Joe Goodwin, Analyst
Got it. Thank you.
Operator, Operator
And we will take our next question from Matt Harrigan with Benchmark. Please go ahead.
Matthew Harrigan, Analyst
Good afternoon. I was just curious on the hospitality side where you are showing nice sequential momentum. What are the prospects for landing a real elephant or even a sizable deal, if you would? I mean, it feels like that's a great vertical for you, and you're relatively nascent on the penetration at this point to say, at least.
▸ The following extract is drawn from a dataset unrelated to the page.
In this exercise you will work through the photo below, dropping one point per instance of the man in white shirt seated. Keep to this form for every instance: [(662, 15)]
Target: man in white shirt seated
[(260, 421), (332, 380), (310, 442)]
Thanks.
Eric Stang, CEO
The way we view operating in this vertical is that while it's possible to establish corporate-level relationships with large hospitality providers, the actual sales often occur at the individual property level. This is mainly because many properties are independently owned or have unique circumstances that require tailored solutions. We are focused on Ooma Enterprise, but we are also seeing success with AirDial in these locations, creating a strong combination of opportunities within this vertical. We consider deals of varying sizes; for example, we have hotels with hundreds of rooms using Ooma, along with smaller properties. Our reach extends to both major urban areas and more remote locations. As noted in my earlier comments, we've consistently increased our wins each quarter this year, underscoring our commitment to this growth. There are approximately 80,000 hotel properties across North America, along with other types of managed living spaces that could benefit from our solutions, making this a significant vertical. We are beginning to gain recognition at the corporate level from some larger players in the industry, which is a positive development for us. This recognition will enhance our visibility and help address our primary challenge: ensuring potential customers are aware of the solutions we offer.
Matthew Harrigan, Analyst
Thanks, Eric. Perfect.
Operator, Operator
And with no further questions, I'd like to turn the call back over to Eric Stang for closing remarks.
Eric Stang, CEO
Thank you, everyone, for joining us today. We are pleased to report strong performance in both our top and bottom lines for Q3. While we are taking a cautious approach for Q4, we are happy to have raised our bottom line outlook for that quarter. We look forward to a solid Q4 and will provide guidance for next year during our next meeting. Thank you for being here today.
Operator, Operator
And that will conclude today's conference. Thank you for your participation, and you may now disconnect.